Man’s woes were due to the pride of these primal men which stirred them to attempt to carry Heaven by assault. In punishment Zeus sliced them each in two, and then handed them to Apollo to stitch up their wounds. But, because they then kept dying of hunger, owing to the yearning of each for his other-half, Zeus devised for them the present mode of reproduction, altering the position of the sex organs accordingly. Thus Eros aims at restoring the primal unity and healing the cleft in man’s nature.
Each of us is a split-half of an original male, female, or androgynon; and the other-halves we seek in love are determined accordingly.
(The Symposium of Plato 1.8, tr. R.G. Bury 1909. Digital edition: Perseus Digital Library.)
Ignoring the peculiar sexism of Athenian society, I think this ‘androgynon’ can help overcome the problem in the original DHSI logo, by representing the female and male figures together. Thus, I have put the silhouettes of two heads back-to-back, united. This is meant to say that DH should not be male-dominated.
It also says that together we are stronger than we would be apart. So the humans are united, and the “D” and the “H” are joined as well. In my opinion (and speaking generally), digital technology and humanities research both arise from a common human desire to better understand our world and to improve the human condition. Though they may arise from this same goal, in practice they are divided into their separate fields and departments. DH, then, and DHSI, attempts to return these two to their original nature, combined and strong, able to better understand the world and improve its condition.
Secondly, I wanted to preserve elements of the original design. Though the composition has changed, the font remains the same. More importantly, “Aristophanes’ Anrdogynon with Hats’ is also a measuring stick, hence the tick-marks along the left side.

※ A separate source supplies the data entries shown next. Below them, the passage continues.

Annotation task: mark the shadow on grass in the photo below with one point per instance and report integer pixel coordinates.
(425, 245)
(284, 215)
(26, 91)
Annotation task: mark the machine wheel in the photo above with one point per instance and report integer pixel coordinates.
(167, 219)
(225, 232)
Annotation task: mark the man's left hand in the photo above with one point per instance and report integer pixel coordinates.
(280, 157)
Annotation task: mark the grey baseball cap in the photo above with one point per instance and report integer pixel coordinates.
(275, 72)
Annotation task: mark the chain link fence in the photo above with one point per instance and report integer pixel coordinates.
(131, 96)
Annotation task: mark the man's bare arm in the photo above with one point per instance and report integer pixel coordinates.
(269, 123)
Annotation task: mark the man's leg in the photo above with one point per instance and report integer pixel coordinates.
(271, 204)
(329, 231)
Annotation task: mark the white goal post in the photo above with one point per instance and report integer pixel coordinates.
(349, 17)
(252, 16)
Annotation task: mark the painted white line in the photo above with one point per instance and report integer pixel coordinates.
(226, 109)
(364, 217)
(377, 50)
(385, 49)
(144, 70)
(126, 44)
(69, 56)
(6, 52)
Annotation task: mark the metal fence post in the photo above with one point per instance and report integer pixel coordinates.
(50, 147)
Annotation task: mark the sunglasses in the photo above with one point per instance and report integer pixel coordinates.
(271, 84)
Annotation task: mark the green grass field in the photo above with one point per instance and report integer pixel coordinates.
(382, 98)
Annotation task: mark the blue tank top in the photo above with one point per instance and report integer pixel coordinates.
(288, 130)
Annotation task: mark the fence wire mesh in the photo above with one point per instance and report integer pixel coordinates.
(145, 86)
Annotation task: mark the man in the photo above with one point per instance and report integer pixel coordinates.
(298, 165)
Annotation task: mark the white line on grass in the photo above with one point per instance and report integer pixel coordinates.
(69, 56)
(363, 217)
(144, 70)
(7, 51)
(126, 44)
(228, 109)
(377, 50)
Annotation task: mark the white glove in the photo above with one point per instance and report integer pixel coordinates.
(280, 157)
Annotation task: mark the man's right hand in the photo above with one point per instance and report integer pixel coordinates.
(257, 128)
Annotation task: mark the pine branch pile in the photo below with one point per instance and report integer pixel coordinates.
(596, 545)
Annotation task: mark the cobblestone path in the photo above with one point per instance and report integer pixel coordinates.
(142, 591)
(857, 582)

But what’s up with the hats? This is to say that we DHers wear several hats: computer programmer, humanities researcher, designer, teacher, etc. And we are often expected to switch among these roles, to change our hats. (It’s also an inside joke among my DHSI flat-mates.)

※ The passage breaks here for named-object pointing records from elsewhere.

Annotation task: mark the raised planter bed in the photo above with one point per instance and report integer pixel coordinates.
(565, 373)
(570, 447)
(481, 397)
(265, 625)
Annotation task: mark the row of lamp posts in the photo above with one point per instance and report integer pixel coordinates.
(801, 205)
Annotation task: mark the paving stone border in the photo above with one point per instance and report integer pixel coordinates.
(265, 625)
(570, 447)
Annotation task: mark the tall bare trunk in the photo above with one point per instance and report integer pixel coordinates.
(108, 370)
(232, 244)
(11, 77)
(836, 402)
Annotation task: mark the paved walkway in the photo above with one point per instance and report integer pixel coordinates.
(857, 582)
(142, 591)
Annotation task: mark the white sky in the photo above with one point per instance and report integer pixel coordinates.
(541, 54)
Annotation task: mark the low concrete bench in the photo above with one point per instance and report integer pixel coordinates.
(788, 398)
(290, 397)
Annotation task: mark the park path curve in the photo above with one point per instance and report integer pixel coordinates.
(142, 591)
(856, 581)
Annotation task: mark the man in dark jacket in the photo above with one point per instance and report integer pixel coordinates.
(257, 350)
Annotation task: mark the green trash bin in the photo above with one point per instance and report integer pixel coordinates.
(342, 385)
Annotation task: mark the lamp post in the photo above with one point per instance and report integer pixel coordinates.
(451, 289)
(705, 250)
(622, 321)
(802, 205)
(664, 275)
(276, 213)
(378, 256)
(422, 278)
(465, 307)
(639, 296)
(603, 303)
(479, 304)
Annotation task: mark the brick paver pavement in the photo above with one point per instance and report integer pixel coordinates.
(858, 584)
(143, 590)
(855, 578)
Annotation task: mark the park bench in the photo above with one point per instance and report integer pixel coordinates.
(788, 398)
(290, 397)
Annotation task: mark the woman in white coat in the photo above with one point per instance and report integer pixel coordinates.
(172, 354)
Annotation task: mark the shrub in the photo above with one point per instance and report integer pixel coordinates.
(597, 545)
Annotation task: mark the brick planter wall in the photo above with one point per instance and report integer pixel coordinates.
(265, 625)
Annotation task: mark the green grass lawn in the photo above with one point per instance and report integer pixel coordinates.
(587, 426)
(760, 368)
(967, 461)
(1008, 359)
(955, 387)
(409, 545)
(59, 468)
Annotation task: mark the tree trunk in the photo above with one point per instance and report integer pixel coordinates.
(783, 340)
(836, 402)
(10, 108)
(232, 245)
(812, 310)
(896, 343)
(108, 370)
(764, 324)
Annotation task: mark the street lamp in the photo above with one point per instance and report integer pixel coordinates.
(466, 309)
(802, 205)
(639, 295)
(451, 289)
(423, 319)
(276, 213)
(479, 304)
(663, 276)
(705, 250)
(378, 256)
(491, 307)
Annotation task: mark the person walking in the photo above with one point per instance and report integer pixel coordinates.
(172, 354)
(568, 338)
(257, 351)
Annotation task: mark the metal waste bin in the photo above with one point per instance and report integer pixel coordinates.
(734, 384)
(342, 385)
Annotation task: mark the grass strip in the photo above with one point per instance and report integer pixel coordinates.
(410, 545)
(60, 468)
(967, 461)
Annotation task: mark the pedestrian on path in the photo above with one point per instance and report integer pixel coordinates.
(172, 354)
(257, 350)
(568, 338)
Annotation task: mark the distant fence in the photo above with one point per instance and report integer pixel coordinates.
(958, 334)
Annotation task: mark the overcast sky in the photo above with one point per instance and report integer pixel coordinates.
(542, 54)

Finally, perhaps in a bit of nostalgia for my old rock-and-roll days, I wanted to make a design that would look good on t-shirts, flyers, and coffee mugs, so I kept the colors to a minimum, and contained the design to a simple rectangle.
In short, I wanted to create a DHSI logo that wasn’t gender-biased, but which maintained its connection to the legacy of the original design. There is still the human, there is still the measuring stick, but we’re also now a community, bringing disparate approaches and perspectives together.